The writing is stronger when focused on romance. There are some tender moments, like when Ellie attempts to teach Paul the art of conversation over a game of ping pong. And there are lots of little moments throughout, but one thing lacking in THE HALF OF IT is a big moment, that scene where the film tugs at your heart strings. There’s a dramatic climax inside a church which comes close to doing this but ultimately falls short.

But the small moments are enjoyable, like one at the film’s conclusion involving running after a train.

The three principal actors are all very good, Leah Lewis as Ellie, Daniel Diemer as Paul, and Alexxis Lemire as Aster, but one thing that works against this movie is that strangely, none of these folks generate much chemistry together. While I appreciated the odd love triangle, I never completely bought how they felt about each other. The love triangle just never came to life.

Director Alice Wu scores highest when covering the tender moments of teens contemplating love. More than just a teen comedy or love story, it’s really about understanding what love is, why people love, and how people love. Wu also uses the art of texting to the film’s advantage.

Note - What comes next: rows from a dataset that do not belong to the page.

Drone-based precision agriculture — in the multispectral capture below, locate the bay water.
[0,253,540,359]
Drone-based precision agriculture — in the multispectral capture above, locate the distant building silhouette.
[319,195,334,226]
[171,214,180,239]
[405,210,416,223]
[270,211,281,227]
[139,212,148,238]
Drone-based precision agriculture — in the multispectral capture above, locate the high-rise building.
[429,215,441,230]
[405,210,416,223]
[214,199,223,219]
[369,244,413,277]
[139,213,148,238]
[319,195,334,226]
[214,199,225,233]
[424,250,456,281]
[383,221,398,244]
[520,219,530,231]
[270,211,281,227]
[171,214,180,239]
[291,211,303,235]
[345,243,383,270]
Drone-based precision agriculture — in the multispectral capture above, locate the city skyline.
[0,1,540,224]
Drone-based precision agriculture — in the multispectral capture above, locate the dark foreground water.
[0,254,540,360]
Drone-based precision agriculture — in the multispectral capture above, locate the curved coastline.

The characters text each other constantly, and we see these texts in real time, and they really add to the effectiveness of the storytelling.

But I still wish the movie had been funnier. I enjoyed BANANA SPLIT (2018) more, a film I reviewed several weeks back, as that teen romance scored much higher on the comedic meter. Likewise, I also enjoyed THE EDGE OF SEVENTEEN (2016) and LADY BIRD (2017) more as well.

The movie also doesn’t have a strong sense of place. It takes place in small town America, the typical “nothing happens here” town where the teens are just aching to leave, but the film doesn’t really capture the feel of this small town or where it is located. It’s in Washington, but it could take place just about anywhere there’s a small rural town.

I liked THE HALF OF IT but didn’t love it.

The theme of THE HALF OF IT is based on a Greek story by Aristophanes in which the gods split whole humans in half, and so humans now spend their lives looking for their other half in order to complete themselves. A sweet notion, one that the film returns to throughout its plot.

And THE HALF OF IT is composed of two halves as well, comedy and romance, and like the characters in the story, it too struggles to become something that is whole.